While those are valid questions, the point of this blog post is NOT about timing the stock market for profit. History tells us that this party is eventually going to end. When and how – I don’t know. Far too many super-smart people on the Wall Street don’t get that right so I am not even going to attempt that.

Instead, what I am presenting here is a broad framework that lets you align major life events with the boom-bust economic cycles. Given that we are currently at the highs of the economic cycle (i.e. zone D and beyond), you could think about the major life events that you have coming up in the next 2-5 years and position yourself accordingly. Some ideas:

  • If you are retiring in the next 2-5 years, a conservative plan would be to move your investments (e.g. stocks, 401k) into safer investments like CDs or bonds.
  • If your kids are going to enter college in the next 2-5 years and their college fund in invested in any investment that can be affected by the stock market, now might be the time to move that college fund into safer options.
  • If you have a startup and you are getting an attractive acquisition offer, depending on factors like cash flow, need for additional funding etc., its not a bad idea to consider an exit now.
  • If you live in an expensive real estate market and you plan to sell the house in the next 2-5 years (because you are retiring, downsizing, etc.), now is a good time to sell that house while the stock and real estate market is at record highs. Yes, by selling now you forego any future profits. The name of the game here is to conservatively protect your profits (given your 2-5 year time frame) and NOT about aggressively maximizing your profits trying to identify the absolute top.
  • If you are looking to buy a house, now is definitely not the best time – you could wait until the stock market returns to Zone B (or at least Zone C).
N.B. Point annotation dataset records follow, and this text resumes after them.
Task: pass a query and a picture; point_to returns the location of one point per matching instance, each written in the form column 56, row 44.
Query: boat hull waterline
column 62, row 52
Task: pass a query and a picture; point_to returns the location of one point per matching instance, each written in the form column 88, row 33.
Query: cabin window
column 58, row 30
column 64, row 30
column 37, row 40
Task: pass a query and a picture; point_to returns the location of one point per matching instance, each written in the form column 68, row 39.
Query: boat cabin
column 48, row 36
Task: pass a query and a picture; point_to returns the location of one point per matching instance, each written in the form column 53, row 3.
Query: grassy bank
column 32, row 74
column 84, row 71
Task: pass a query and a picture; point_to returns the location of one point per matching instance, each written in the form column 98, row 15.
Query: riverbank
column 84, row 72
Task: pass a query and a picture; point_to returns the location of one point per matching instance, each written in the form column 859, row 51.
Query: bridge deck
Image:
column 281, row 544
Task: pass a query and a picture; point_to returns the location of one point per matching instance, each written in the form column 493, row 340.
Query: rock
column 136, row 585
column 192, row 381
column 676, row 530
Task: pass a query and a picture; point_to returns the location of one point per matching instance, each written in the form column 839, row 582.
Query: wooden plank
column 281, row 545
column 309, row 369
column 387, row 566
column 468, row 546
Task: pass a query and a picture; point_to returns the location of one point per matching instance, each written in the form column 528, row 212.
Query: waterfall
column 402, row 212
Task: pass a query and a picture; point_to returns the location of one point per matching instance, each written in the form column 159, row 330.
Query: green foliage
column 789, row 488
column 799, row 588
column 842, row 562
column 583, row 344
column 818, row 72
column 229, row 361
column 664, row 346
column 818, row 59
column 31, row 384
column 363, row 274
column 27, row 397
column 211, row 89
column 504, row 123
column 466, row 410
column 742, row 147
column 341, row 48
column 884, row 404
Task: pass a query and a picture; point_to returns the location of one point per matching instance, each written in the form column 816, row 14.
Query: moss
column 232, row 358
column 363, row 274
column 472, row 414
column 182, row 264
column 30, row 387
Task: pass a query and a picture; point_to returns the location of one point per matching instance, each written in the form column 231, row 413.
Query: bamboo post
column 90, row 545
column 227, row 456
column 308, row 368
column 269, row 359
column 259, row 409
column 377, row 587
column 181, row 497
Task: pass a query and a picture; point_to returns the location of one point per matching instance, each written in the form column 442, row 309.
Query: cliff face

Remember – once the market starts going down, it goes down very fast. The dot com excess in 2000 got cleaned up in 2.5 years and the subprime crisis excess in 2007 got cleaned up in about 1.5 years. If waiting for Zone B saves you 20%, that’s an easy $150k – $200k savings (or more) in the Bay Area housing market – that’s nothing to sneeze at!

The underlying principle here is very simple – aligning some of your big life decisions to lower third (zone B) and upper third (zone D) of the broad stock market increases the odds in your favor (but no guarantees)!

Also remember, this framework is NOT about maximizing the profits by riding the party bus to the absolute top – instead it’s about conservatively aligning the life events with broad economic cycles so that you are protected by increasing the odds in your favor!